Table 4: Generic two-by-two contingency table with the numbers for the four types of subjects defining the four principal strata.

Similar to Barnard’s exact test, because this calculation of the p-value includes the nuisance parameters n₁₁, n₁₀, n₀₁ and n₀₀, we cannot yield the p-value directly. Thus, we yield the p-value by calculating the p-values for all possible combinations of (n₁₁, n₁₀, n₀₁ and n₀₀) and choosing the maximum value; i.e., p = sup{ pn₁₁,n₁₀,n₀₁,n₀₀}. This is the p-value for Chiba’s unconditional exact test.

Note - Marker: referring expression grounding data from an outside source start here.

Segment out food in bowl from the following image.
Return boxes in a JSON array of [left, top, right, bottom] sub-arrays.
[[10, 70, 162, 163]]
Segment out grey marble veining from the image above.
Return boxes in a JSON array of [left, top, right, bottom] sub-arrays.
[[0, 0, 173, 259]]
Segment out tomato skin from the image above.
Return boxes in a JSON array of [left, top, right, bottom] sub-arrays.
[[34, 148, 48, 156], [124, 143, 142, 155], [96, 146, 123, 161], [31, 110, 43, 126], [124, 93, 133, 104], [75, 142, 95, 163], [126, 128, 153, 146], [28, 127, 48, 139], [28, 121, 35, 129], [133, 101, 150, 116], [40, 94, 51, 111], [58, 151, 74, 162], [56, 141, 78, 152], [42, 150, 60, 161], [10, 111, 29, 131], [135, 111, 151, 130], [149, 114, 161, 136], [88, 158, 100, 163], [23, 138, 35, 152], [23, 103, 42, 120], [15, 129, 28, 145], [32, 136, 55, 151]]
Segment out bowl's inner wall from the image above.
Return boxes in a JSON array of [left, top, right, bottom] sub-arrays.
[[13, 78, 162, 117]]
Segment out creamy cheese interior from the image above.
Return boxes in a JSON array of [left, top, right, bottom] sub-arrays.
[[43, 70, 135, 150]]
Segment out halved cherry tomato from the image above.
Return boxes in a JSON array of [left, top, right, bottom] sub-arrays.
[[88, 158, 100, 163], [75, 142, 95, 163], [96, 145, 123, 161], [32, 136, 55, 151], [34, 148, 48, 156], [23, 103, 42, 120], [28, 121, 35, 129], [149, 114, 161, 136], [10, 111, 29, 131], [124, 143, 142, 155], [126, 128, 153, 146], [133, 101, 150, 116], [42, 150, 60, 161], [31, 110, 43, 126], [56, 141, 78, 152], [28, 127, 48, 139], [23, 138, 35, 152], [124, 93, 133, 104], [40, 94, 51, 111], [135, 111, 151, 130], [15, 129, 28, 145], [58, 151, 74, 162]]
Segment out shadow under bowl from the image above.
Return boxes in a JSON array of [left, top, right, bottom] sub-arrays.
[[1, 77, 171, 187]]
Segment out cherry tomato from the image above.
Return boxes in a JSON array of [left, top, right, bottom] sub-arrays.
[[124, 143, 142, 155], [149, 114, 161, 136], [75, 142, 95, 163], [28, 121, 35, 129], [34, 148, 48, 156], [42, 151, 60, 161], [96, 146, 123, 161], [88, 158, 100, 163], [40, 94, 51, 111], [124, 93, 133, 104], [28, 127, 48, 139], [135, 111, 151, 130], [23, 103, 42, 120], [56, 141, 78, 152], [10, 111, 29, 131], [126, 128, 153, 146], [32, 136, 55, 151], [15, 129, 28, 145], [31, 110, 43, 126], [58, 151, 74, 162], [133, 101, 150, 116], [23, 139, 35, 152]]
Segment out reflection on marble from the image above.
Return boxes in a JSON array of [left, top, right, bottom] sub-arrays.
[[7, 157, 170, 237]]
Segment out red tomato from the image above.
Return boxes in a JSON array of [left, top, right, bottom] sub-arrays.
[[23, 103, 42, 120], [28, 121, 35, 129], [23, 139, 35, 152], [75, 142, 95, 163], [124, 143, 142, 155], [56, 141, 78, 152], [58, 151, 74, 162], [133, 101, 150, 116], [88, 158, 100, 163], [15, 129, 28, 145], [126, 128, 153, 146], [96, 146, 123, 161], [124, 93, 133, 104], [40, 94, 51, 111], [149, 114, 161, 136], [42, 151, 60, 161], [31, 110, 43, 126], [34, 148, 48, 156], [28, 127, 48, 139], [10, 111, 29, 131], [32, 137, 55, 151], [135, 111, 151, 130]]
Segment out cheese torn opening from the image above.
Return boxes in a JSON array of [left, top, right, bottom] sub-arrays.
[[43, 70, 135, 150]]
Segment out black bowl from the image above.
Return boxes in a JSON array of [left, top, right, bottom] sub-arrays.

For the hypothetical data in Table 2, we have

$p=p_{4,0,0,6}={\displaystyle \sum _{n_{11,1}=3}^4\left(\begin{array}{c}4\\ n_{11,1}\end{array}\right)\left(\begin{array}{c}6\\ 5-n_{11,1}\end{array}\right){\left(\frac{1}{2}\right)}^{10}}=0.1592$

For Chiba’s conditional exact test,

$p_{n_{11},n_{10},n_{01},n_{00}}={\displaystyle \sum _{n_{11,1}=0}^{n_{11}}{\displaystyle \sum _{n_{10,1}=0}^{n_{10}}{\displaystyle \sum _{n_{01,1}=0}^{n_{01}}{\displaystyle \sum _{n_{00,1}=0}^{n_{00}}I(z){\displaystyle \prod _{s=0}^1{\displaystyle \prod _{t=0}^1\left(\begin{array}{c}{n}_{st}\\ n_{st,1}\end{array}\right)}}}}}}/\left(\begin{array}{c}n\\ a+b\end{array}\right)$

is applied rather than (1), and Σ_sΣ_tn_st,1 = a + b is added to the conditions in (2). As with Fisher’s exact test, the calculation of this p-value is based on the probability that n_st,1 subjects of n_st subjects are selected in the treatment group when (a + b) subjects of the total n subjects are selected in the treatment group. Note that the special case of n₁₀ = n₀₁ = 0, for which subjects are limited to those with (Y(1), Y(0)) = (0, 0) or (1, 1), corresponds to Fisher’s exact test. For the hypothetical data listed in Table 2, we have

$p=p_{4,0,0,6}={\displaystyle \sum _{n_{11,1}=3}^4\left(\begin{array}{c}4\\ n_{11,1}\end{array}\right)\left(\begin{array}{c}6\\ 5-n_{11,1}\end{array}\right)}/\left(\begin{array}{c}10\\ 5\end{array}\right)=0.2619$